If any of those answers is "we would have to figure that out," you are not ready to ship an agent — pure or hybrid. Ship the answers first. The agent is the easy part.

When we built the intake-triage agent for a regional zorggroep last quarter, the slow part was not the prompt or the EPD integration — it was the after-hours router and the mapping from agent-logs onto Wkkgz Art. 7 incident-registration. Once those existed, the AI agent shipped in three weeks and per-intake cost landed inside €0.30 of the cost model above.

Key takeaway

Score intake-triage on three axes — cost, IGJ-defensibility, after-hours ownership — and treat any 1 in defensibility as a veto, not a trade-off.

FAQ

Can a pure agent handle after-hours triage if we already contract a huisartsenpost?

Yes, but only as a router: the agent must refuse triage above U3 outside business hours and hand the patient the HAP number and 112. The HAP contract does not cover decisions the agent made first.

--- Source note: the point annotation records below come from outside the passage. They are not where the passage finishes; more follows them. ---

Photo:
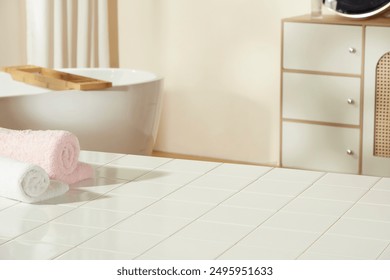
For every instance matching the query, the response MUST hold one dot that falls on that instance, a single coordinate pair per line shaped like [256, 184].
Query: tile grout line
[79, 206]
[341, 216]
[384, 250]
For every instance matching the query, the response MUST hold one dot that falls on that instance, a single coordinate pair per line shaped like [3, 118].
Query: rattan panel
[382, 108]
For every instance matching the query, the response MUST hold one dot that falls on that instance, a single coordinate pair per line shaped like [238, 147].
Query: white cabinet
[328, 94]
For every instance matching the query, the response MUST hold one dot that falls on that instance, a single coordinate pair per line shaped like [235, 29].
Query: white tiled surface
[140, 207]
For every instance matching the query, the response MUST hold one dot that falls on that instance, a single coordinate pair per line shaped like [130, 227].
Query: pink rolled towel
[56, 151]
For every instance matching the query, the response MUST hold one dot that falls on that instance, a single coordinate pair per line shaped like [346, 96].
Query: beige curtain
[67, 33]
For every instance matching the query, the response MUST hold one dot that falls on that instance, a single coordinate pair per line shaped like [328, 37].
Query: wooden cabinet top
[335, 19]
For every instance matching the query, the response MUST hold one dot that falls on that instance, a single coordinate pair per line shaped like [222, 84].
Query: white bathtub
[121, 119]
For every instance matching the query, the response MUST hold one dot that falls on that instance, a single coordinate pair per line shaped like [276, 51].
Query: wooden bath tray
[53, 79]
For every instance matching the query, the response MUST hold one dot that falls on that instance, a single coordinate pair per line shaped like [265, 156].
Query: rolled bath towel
[27, 182]
[56, 151]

How large should the eval set be before we ship a triage agent?

At minimum a few hundred real, labelled intake transcripts spanning a full year, including feestdagen and griepgolf weeks. False-negative rate on spoed-classification is the metric that matters; aim for zero in eval.

How does an agent fit Wkkgz Art. 7 incident registration?

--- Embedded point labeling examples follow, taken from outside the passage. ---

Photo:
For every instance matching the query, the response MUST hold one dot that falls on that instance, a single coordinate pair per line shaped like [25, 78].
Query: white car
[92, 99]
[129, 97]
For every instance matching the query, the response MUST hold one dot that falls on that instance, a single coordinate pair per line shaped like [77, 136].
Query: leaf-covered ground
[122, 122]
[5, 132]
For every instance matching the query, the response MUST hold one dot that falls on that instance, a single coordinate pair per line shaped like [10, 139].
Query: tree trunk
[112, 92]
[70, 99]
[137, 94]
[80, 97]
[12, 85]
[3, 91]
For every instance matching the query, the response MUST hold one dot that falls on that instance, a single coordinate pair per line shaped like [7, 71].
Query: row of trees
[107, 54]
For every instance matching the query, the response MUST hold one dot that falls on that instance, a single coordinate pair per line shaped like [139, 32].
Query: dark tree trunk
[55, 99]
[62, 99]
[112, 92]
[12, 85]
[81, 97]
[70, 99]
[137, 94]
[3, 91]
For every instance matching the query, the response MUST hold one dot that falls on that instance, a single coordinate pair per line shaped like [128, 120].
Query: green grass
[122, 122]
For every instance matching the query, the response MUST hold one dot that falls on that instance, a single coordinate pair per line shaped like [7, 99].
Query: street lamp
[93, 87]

Treat every agent override, every escalation, and every patient complaint about an agent decision as a registrable event. The agent logs become the primary record; the POH or assistente confirms or annotates them weekly.

What deflection rate is realistic for a well-designed hybrid?

We see 65–75% of intakes closed by the agent alone for a general GP practice. GGZ-heavy or chronic-care-heavy practices land closer to 50%, because the conversation needs a human earlier.